MapReduce之Writable相关类

当要在进程间传递对象或持久化对象的时候，就需要序列化对象成字节流，反之当要将接收到或从磁盘读取的字节流转换为对象，就要进行反序列化。Writable是Hadoop的序列化格式，Hadoop定义了这样一个Writable接口。

public interface Writable {
void write(DataOutput out) throws IOException;
void readFields(DataInput in) throws IOException;
}

public interface Writable {

  void write(DataOutput out) throws IOException;

  void readFields(DataInput in) throws IOException;

}

一个类要支持可序列化只需实现这个接口即可。下面是Writable类得层次结构，借用了<<Hadoop:The Definitive Guide>>的图。

下面我们一点一点来看，先是IntWritable和LongWritable。

WritableComparable接口扩展了Writable和Comparable接口，以支持比较。正如层次图中看到，IntWritable、LongWritable、ByteWritable等基本类型都实现了这个接口。IntWritable和LongWritable的readFields()都直接从实现了DataInput接口的输入流中读取二进制数据并分别重构成int型和long型，而write()则直接将int型数据和long型数据直接转换成二进制流。IntWritable和LongWritable都含有相应的Comparator内部类，这是用来支持对在不反序列化为对象的情况下对数据流中的数据单位进行直接的，这是一个优化，因为无需创建对象。看下面IntWritable的代码片段：

public class IntWritable implements WritableComparable {
private int value;
//…… other methods
public static class Comparator extends WritableComparator {
public Comparator() {
super(IntWritable.class);
}
public int compare(byte[] b1, int s1, int l1,
byte[] b2, int s2, int l2) {
int thisValue = readInt(b1, s1);
int thatValue = readInt(b2, s2);
return (thisValue<thatValue ? -1 : (thisValue==thatValue ? 0 : 1));
}
}
static { // register this comparator
WritableComparator.define(IntWritable.class, new Comparator());
}
}

public class IntWritable implements WritableComparable {

  private int value;

   //…… other methods

  public static class Comparator extends WritableComparator {

    public Comparator() {

      super(IntWritable.class);

    }

    public int compare(byte[] b1, int s1, int l1,

                       byte[] b2, int s2, int l2) {

      int thisValue = readInt(b1, s1);

      int thatValue = readInt(b2, s2);

      return (thisValue<thatValue ? -1 : (thisValue==thatValue ? 0 : 1));

    }

  }

  static {                                        // register this comparator

    WritableComparator.define(IntWritable.class, new Comparator());

  }

}

代码中的static块调用WritableComparator的static方法define()用来注册上面这个Comparator，就是将其加入WritableComparator的comparators成员中，comparators是HashMap类型且是static的。

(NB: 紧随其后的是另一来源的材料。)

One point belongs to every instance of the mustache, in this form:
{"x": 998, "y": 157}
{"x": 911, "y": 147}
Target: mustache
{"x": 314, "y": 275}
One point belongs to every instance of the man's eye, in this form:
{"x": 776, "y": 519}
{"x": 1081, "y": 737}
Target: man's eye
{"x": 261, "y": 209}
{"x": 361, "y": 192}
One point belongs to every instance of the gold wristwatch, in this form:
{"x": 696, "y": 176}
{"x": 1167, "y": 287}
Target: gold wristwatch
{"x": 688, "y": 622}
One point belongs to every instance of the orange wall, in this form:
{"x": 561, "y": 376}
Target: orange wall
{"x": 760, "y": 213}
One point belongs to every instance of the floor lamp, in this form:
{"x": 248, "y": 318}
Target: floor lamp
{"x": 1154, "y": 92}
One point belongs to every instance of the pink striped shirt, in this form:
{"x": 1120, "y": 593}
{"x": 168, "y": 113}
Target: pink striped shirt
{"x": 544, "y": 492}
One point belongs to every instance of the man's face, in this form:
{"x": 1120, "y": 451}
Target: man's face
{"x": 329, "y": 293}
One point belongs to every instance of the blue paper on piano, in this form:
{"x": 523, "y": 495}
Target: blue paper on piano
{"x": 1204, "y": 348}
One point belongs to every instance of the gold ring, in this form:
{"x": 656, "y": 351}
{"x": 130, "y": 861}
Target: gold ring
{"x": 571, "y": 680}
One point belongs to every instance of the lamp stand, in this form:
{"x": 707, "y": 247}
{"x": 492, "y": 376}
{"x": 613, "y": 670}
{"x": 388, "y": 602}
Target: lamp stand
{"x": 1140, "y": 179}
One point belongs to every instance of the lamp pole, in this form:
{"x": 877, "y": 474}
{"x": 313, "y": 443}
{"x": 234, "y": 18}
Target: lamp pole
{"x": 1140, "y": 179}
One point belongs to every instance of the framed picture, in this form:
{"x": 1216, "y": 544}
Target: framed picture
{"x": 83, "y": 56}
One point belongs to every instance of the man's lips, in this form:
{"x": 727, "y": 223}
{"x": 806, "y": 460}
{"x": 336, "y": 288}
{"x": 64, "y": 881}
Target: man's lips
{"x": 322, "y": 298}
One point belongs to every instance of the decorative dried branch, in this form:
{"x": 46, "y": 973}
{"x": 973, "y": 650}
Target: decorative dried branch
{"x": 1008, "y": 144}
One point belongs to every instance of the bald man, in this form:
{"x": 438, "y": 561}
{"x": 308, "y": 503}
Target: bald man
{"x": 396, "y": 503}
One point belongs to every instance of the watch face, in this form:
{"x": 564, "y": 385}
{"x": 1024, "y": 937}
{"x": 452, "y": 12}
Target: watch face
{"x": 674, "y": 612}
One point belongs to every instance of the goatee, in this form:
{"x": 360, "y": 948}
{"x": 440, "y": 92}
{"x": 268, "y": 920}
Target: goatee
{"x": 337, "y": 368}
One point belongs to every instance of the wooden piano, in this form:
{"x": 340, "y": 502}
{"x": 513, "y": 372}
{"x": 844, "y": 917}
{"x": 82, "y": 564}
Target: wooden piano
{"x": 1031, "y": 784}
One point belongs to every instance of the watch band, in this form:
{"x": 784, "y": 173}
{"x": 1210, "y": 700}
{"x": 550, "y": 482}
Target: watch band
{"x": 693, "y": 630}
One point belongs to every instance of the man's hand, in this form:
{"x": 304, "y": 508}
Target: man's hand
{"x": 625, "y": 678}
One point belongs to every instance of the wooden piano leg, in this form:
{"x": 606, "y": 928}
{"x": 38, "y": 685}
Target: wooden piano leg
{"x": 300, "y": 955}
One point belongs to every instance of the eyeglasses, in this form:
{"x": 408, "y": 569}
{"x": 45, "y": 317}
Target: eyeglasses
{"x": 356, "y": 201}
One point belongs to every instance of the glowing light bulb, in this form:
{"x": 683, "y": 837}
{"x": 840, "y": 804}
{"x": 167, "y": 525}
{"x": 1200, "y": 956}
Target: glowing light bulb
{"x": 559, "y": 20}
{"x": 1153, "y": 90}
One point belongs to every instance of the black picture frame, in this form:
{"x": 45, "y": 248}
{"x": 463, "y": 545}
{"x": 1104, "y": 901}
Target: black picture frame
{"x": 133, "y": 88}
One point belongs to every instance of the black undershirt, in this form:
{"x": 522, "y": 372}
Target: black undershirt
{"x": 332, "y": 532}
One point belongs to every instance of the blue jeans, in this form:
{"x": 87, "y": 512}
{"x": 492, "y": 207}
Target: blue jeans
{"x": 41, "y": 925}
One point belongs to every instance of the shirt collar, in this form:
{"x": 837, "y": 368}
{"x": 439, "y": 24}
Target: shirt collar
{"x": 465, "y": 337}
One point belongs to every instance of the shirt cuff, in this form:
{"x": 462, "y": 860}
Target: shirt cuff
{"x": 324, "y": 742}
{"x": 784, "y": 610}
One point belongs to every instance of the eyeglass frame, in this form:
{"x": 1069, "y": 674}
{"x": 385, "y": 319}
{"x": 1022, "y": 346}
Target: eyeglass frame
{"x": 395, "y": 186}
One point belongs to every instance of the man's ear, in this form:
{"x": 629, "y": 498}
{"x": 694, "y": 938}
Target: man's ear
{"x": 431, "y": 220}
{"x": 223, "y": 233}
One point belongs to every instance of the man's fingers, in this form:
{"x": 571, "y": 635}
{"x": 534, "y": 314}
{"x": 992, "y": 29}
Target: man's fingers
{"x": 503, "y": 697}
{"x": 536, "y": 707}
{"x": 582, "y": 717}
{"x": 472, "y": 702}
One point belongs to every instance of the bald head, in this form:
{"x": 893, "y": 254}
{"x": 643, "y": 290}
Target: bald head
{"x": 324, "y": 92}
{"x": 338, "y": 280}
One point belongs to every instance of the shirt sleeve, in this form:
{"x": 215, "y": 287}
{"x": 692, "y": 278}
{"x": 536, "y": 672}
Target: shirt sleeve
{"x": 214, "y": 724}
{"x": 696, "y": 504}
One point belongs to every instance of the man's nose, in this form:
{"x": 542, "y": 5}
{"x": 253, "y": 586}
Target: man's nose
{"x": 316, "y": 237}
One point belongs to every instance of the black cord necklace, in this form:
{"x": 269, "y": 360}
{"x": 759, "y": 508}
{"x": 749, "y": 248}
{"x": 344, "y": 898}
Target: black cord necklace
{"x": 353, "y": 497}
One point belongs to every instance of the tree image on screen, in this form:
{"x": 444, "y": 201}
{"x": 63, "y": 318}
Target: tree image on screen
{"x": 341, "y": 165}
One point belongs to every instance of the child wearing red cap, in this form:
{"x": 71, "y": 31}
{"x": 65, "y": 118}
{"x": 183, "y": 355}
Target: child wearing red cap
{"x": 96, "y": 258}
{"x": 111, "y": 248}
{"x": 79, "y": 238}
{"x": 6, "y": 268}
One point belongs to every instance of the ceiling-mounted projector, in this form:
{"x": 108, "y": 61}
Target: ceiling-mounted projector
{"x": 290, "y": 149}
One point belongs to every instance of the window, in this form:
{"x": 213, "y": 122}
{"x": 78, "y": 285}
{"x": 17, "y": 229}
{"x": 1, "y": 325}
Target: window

这样，就告诉WritableComparator，当我使用WritableComparator.get（IntWritable.class）方法的时候，你返回我注册的这个Comparator给我[对IntWritable来说就是IntWritable.Comparator]，然后我就可以使用comparator.compare(byte[] b1, int s1, int l1,byte[] b2, int s2, int l2)来比较b1和b2，而不需要将它们反序列化成对象[像下面代码中]。comparator.compare(byte[] b1, int s1, int l1,byte[] b2, int s2, int l2)中的readInt()是从WritableComparator继承来的，它将IntWritable的value从byte数组中通过移位转换出来。

//params byte[] b1, byte[] b2
RawComparator<IntWritable> comparator = WritableComparator.get(IntWritable.class);
comparator.compare(b1,0,b1.length,b2,0,b2.length);

//params byte[] b1, byte[] b2

RawComparator<IntWritable> comparator = WritableComparator.get(IntWritable.class);

comparator.compare(b1,0,b1.length,b2,0,b2.length);

注意，当comparators中没有注册要比较的类的Comparator，则会返回一个默认的Comparator，然后使用这个默认Comparator的compare(byte[] b1, int s1, int l1,byte[] b2, int s2, int l2)方法比较b1、b2的时候还是要序列化成对象的，详见后面细讲WritableComparator。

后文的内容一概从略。